Turbulence simulations to improve turbine design

A commercial collaboration with GE Global Research and GE Aviation.

Understanding turbulence is key to improving the operating efficiency in a wide range of engines, from aircraft and submarines, to power-generating systems such as wind turbines.

But turbulence is a highly chaotic process that is extremely hard to predict, says Professor Richard Sandberg at the University of Melbourne’s Department of Mechanical Engineering.

He has been working on the issue in conjunction with GE Global Research and GE Aviation for the past five years, focusing particularly on turbulence in aircraft engines.

Professor Sandberg says when it comes to designing new turbomachinery components, computational fluid dynamic (CFD) modelling is widely used. But these models are really only accurate in known situations, where the flow behaviour is well recognised and the models have already been calibrated.

If you want to do something different, to go off design, or think of more radical concepts, you can’t really trust these models any more. And that is where we come in.

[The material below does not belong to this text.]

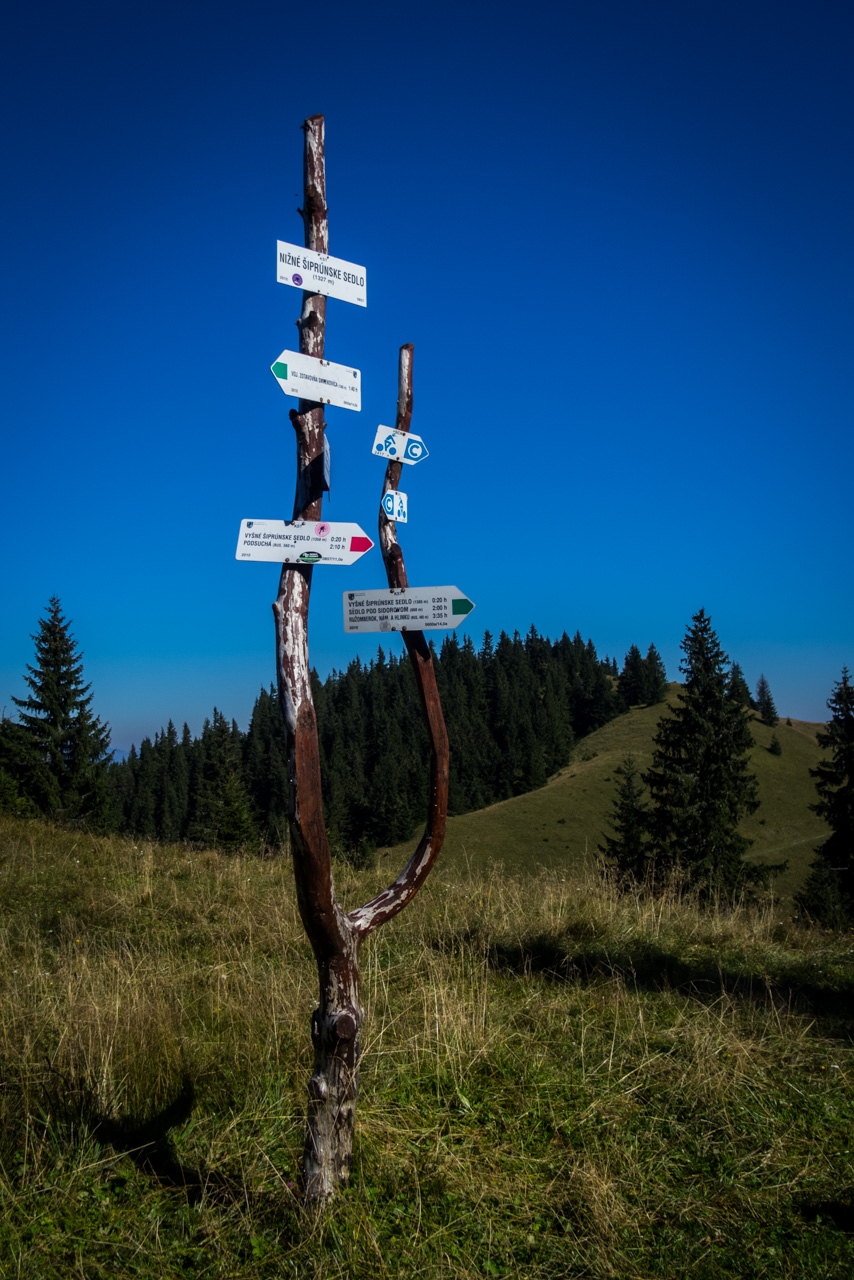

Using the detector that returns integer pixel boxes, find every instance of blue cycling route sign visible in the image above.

He and his team at the University of Melbourne have been developing highly detailed turbulence simulations for GE Aviation that are so complex it requires a supercomputer and many days to run them.

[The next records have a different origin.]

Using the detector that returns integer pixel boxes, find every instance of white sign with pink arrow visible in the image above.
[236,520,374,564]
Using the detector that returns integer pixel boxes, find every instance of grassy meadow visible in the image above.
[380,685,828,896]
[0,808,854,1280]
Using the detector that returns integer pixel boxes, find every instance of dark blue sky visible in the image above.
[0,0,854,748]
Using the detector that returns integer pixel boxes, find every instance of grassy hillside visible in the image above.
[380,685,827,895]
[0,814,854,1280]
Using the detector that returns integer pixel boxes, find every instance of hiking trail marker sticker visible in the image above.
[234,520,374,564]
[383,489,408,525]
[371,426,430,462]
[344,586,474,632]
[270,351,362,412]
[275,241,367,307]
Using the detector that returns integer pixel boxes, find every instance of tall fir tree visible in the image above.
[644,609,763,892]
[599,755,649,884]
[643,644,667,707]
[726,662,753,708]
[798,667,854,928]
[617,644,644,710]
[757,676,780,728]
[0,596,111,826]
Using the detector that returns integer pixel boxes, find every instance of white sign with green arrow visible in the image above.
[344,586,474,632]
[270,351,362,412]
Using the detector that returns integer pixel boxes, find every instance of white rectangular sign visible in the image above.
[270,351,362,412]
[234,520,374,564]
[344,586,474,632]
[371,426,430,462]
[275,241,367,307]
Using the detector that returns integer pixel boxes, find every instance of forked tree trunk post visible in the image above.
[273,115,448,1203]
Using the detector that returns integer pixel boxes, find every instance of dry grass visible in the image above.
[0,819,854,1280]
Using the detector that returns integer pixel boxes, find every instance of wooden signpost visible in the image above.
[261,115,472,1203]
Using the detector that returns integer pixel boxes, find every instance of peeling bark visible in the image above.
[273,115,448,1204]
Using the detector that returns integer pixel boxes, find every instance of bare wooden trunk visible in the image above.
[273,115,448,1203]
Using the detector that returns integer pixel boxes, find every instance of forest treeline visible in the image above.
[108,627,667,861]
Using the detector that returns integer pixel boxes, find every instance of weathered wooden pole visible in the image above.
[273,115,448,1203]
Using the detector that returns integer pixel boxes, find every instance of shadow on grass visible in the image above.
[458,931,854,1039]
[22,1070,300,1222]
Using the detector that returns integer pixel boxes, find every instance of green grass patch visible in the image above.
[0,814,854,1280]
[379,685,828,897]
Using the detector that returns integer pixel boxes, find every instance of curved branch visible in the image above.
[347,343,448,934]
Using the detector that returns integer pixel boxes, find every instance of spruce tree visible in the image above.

We try to reduce turbulence model uncertainty as much as possible, but this makes the simulations very costly. However, the reward is that we can really look at what happens in the flow. We get better understanding of the physics, which helps give GE Aviation insight.

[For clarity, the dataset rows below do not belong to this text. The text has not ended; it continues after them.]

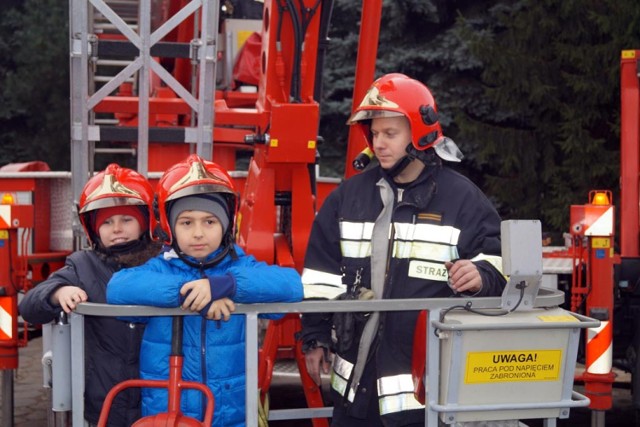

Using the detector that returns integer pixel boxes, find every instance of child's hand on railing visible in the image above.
[51,286,89,313]
[206,298,236,322]
[180,279,211,311]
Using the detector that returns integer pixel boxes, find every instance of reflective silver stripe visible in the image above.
[393,241,458,262]
[395,222,460,245]
[331,354,353,396]
[340,221,373,240]
[340,240,371,258]
[303,284,347,299]
[301,268,342,286]
[302,268,347,299]
[378,374,413,396]
[471,253,504,276]
[333,354,353,379]
[331,371,347,396]
[378,391,424,415]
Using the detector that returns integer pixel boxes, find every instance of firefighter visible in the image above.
[107,154,303,427]
[19,163,161,427]
[299,73,506,427]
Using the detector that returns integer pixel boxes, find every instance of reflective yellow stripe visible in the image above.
[393,241,458,262]
[378,392,424,415]
[378,374,413,396]
[471,253,504,275]
[394,222,460,245]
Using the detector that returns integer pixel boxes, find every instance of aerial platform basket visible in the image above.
[427,221,600,424]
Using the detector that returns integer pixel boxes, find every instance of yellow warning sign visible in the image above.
[464,350,562,384]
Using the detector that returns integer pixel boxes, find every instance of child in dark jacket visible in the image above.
[19,164,160,427]
[107,155,302,427]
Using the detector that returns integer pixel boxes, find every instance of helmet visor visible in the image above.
[347,110,404,125]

Each simulation also produces high-fidelity data that Professor Sandberg uses to develop new, more accurate design tools. We mine that data to understand where existing models go wrong, and try to design better models that GE can then use in its design loop.

He says all the models he and his team are developing will improve the prediction accuracy of turbulent flows in general, and will be equally as useful for systems that generate thrust, such as aircraft engines, as for those that generate power, such as the wind turbine sector.